HAPPY ST. PATRICK’S DAY! St. Patrick’s Day (March 17th) has been popularized worldwide as a time to celebrate by wearing green, drinking beer, and going to see one of the hundreds of parades. St. Patrick has been credited with bringing the Christian religion to the Irish people even though he was kidnapped and enslaved for years in Ireland at a young age [1].
Image Credit: B&WTek
Drinking Irish beer is a customary way to celebrate the day. Because the holiday falls during the Christian practice of Lent, it was a break in the period of abstinence where meat and alcohol could be enjoyed [1]. Additionally, beer has been made and consumed by Celtic people for thousands of years [2]. Over the more recent centuries, St. Patrick’s Day has developed into the mainstream celebration it is today.
In honor of the holiday, an Irish stout was brewed at the Application Lab at B&W Tek. Over the course of two weeks, sugar from the added malt is converted to ethanol by yeast in anaerobic conditions. The ethanol production from the fermentation process was monitored in real-time using an i-Raman EX, a-1064-nm laser portable instrument, equipped with a BAC100B-HT high-throughput research grade probe with RIS101 Sapphire Ball Immersion shaft. BWSpec software was setup to monitor the symmetric C-C stretching mode specific to ethanol (880 cm-1, Figure 1) [3] of the fermenting beer every 20 min., using the Peak Monitor and Timeline function, until the fermentation process was finished.
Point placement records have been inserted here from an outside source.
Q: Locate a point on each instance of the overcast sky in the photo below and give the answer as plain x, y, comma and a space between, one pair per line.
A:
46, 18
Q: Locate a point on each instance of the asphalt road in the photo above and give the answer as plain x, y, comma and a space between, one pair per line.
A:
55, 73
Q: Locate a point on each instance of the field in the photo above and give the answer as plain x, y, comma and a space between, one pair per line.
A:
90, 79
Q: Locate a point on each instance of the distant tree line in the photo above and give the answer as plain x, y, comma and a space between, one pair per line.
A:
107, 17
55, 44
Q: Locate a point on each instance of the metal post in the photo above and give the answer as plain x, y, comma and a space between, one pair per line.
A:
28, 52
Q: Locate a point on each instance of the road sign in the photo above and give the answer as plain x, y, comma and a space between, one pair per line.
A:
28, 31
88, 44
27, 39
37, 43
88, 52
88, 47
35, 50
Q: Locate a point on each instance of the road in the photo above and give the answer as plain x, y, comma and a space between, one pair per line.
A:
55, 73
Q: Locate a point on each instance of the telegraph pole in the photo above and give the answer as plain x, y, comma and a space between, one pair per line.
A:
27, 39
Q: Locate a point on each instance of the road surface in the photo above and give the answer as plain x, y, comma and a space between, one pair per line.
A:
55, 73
Figure 1. Raman spectrum of the C-C band of ethanol in 0%, 1%, 2%, 3%, 4%, 5%, 7.5%, 10.0% ethanol calibration sample (for reference) and Irish stout after 0, 6, 12, 18 ,24, and 30 hr brewing.
Image Credit: B&WTek
The Irish stout presented an obstacle for Raman because it is a very dark brown color, which typically indicates it will produce fluorescence. A 1064-nm laser system can be used in a situation like this to minimize fluorescence effects to obtain a Raman spectrum with clear peaks and features. Alternative systems that use 532-nm or 785-nm lasers were unable to distinguish ethanol peaks in the calibration sample (Figure 2). With the i-Raman EX, it was possible to actively monitor bioprocess occurring inside the fermenter in real-time. The Raman measurements can be used to determine the quality of the final product before completion and to develop / modify existing processes.
Figure 2. Raman spectra of the Irish stout with 532-nm (red line) 785-nm (blue line) and 1064-nm (green line) Raman instruments.
Image Credit: B&WTek
BWIQ chemometric software was used to develop a quantitative model for the ethanol content. Based on the analysis, it can be seen that the majority of ethanol was produced in the first 1000 minutes (16.7 hours), then reached a plateau where the brewer’s yeast had consumed most of the sugars from the solution. The final ethanol content of this Irish Stout is calculated to be approximately 5.1% (Figure 3).
Figure 3. Predicted ethanol concentration of the Irish Stout over 270hr brewing process.
Image Credit: B&WTek
For any curious beer makers out there, we used chocolate, black malt, and caramel 80 grains, Goldings hops, dark dry malt extract, and US-05 yeast.
Have a happy and safe St. Patrick’s Day. For more information about B&W Tek’s Raman systems, visit https://bwtek.com/technology/raman.
[1] History.com Editors. History of St. Patrick’s Day https://www.history.com/topics/st-patricks-day/history-of-st-patricks-day (accessed 2022 -03 -02).
[2] Meussdoerffer, F. G. A Comprehensive History of Beer Brewing. In Handbook of Brewing; Elinger, H. M., Ed.; Wiley-VCH Verlag GmbH & Co. KGaA: Weinheim, Germany, 2009; pp 1–42. https://doi.org/10.1002/9783527623488.ch1.
[3] Picard, A.; Daniel, I.; Montagnac, G.; Oger, P. In Situ Monitoring of Alcohol Fermentation by Saccharomyces Cerevisiae under High Pressure by Quantitative Raman Spectroscopy. Extremophiles 2007, 11, 445–452.